ANGOVILLE – Vient d’Ansgoth nom normand ; mais il ne faut pas en conclure que cette paroisse n’a été fondée que depuis l’invasion normande ; longtemps avant le Xe siècle plusieurs de nos localités portaient des noms en usage chez les peuples du Nord.

Au hameau de l’Église on a trouvé des tombeaux en pierre ; au hameau de l’Avoinerie des tuiles romaines ; au hameau des Friches des fondations en maçonnerie, des fragments de tuiles à rebords et de poterie rouge, des médailles et plusieurs bagues. Si l’on se rapportait à une tradition locale, il y aurait eu une ville au hameau des Friches (M. Canel). On ne sait si l’église a été placée d’abord sous l’invocation de la sainte Vierge ou sous le vocable de Saint Lubin, évêque de Chartres, dont le culte devint célèbre aux XIe et XIIe siècles.

Angovile faisait partie au XIe siècle du domaine de Boissey qu’Éve de ce nom porta en mariage à Ansquetil d’Harcourt qui le transmit à son fils Robert. Celui-ci à son tour le laisse à Guillaume d’Harcourt son fils. Sous la suzeraineté des châtelains d’Harcourt existait une famille d’Angoville dont plusieurs membres sont parvenus à notre connaissance. Guillaume d’Angoville se fit religieux à l’abbaye du Bec en 1178. Deux ans plus tard paraît Roger d’Angoville qui semble avoir été très considéré de son temps. Il avait contracté une dette de 30 liv. envers le trésor afin d’avoir recours contre Raoul de Sahurs mais comme il n’avait pas de droit à ce recours on lui remit sa dette par ordre du roi. Dans une charte de Robert d’Harcourt pour la Noé en 1192 Roger d’Angoville est le premier témoin (Histoire d’Harcourt). Nous voyons encore son nom figurer au bas de plusieurs autres chartes de la fin du XIIe siècle et du commencement du XIIIe. Les habitants d’Angoville étaient obligés de moudre aux moulins de Caumont que Guillaume d’Harcourt avait donnés ainsi que nous l’avons dit vers 1140 à l’abbaye du Bec.

En 1210 Robert d’Harcourt approuva un échange fait par Roger d’Angoville avec les religieux du Bec (cartulaire du Bec). Ce châtelain mourut peu après et le patronage et la haute justice d’Angoville passèrent à Richard d’Harcourt l’aîné de ses trois fils. Roger d’Angoville lui survécut car il vint en 1221 au Bec et déposa sur l’autel un chandelier en témoignage de la donation qu’il avait faite aux religieux d’un arrière-fief que tenait de lui Geoffroy Gablair ; Adèle sa femme, Simon et Robert ses enfants, approuvèrent la donation. Il mourut probablement la même année (Histoire du Bec).

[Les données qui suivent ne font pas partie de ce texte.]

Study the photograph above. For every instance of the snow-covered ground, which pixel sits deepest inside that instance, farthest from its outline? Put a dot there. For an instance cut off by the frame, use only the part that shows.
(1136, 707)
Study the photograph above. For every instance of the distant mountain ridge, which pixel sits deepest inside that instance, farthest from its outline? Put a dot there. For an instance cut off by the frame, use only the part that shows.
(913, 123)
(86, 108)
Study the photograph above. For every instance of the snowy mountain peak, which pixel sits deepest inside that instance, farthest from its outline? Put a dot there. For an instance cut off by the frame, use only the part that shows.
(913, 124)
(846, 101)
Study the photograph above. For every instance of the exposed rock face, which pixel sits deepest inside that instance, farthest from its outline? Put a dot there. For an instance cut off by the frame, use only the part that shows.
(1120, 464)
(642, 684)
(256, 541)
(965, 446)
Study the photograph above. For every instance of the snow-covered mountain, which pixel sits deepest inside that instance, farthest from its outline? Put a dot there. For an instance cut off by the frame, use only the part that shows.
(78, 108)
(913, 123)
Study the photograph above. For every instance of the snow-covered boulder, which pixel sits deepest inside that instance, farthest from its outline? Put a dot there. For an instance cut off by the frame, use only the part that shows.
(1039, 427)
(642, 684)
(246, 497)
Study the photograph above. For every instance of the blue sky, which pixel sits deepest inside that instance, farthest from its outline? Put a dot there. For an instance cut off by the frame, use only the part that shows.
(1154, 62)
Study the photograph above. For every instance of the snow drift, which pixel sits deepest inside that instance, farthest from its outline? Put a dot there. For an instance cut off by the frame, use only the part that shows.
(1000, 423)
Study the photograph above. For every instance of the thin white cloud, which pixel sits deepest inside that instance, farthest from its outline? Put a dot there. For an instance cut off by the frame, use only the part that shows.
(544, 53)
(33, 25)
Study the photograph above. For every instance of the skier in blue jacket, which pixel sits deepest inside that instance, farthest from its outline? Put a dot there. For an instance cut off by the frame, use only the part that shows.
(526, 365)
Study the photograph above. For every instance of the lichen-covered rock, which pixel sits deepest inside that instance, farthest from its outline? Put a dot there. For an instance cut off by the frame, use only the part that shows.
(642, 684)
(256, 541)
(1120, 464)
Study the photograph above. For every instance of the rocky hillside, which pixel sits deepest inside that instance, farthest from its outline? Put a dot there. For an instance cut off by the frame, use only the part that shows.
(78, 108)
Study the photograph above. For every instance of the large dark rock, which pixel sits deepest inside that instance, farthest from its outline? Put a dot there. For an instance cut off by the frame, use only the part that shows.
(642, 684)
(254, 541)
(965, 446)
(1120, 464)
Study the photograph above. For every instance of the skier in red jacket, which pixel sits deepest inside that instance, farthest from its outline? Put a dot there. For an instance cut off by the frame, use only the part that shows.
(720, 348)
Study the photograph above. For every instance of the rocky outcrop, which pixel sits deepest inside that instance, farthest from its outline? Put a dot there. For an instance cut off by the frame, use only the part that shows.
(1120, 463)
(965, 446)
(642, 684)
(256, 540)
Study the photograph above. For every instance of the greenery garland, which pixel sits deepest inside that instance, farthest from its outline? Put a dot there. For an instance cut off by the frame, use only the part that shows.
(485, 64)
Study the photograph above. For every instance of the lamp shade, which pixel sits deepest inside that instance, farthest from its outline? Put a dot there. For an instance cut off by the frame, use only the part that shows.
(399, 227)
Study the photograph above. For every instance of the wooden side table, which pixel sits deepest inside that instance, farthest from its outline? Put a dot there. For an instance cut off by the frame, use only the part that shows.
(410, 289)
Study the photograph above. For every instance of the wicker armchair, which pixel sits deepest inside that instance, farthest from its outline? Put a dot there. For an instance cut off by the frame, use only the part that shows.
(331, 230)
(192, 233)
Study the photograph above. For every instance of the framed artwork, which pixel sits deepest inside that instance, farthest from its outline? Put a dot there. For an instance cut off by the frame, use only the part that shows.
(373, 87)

Simon d’Angoville ayant commis nous ne savons quelle forfaiture fut dépouillé de son fief l’année suivante mais sa fille n’eut pas à souffrir de ce malheur. Voici le texte d’un arrêt de l’Échiquier de 1222 : « On a jugé que la fille de Simon d’Angoville doit avoir en mariage le tiers du domaine de Simon son père et que ce tiers doit être pris à Angoville même ; attendu qu’il a été prouvé que Simon, de concert avec son fils et héritier, lui a donné ce tiers au moment où elle a été fiancée et avant la forfaiture de Simon ; de plus il a été décidé que Richard d’Harcourt, seigneur du fier, en raison de la forfaiture, aurait ce qu’il resterait le tiers pris ». (M. L. Delisle a fait imprimer filius dans son texte au lieu de filia : de plus il indique Angoville-au-Plain près d’Avranches, mais le nom de Simon et surtout celui de Richard ne peuvent laisser aucun doute ». Robert d’Angoville, peut-être frère de Simon, et Laurentia, sa femme, qui habitaient Evreux, firent en 1238 une donation à l’abbaye de Saint-Taurin (premier évêque d’Évreux*). Cette famille alla s’éteindre dans le cloître. En 1266 Geoffroy d’Angoville demeurait au prieuré de Saint Martin La Garenne (situation : département Yvelines*). En 1269 Guillaume d’Angoville, moine du Bec, était détaché au prieuré de Beausault (situation : Seine-Maritime*).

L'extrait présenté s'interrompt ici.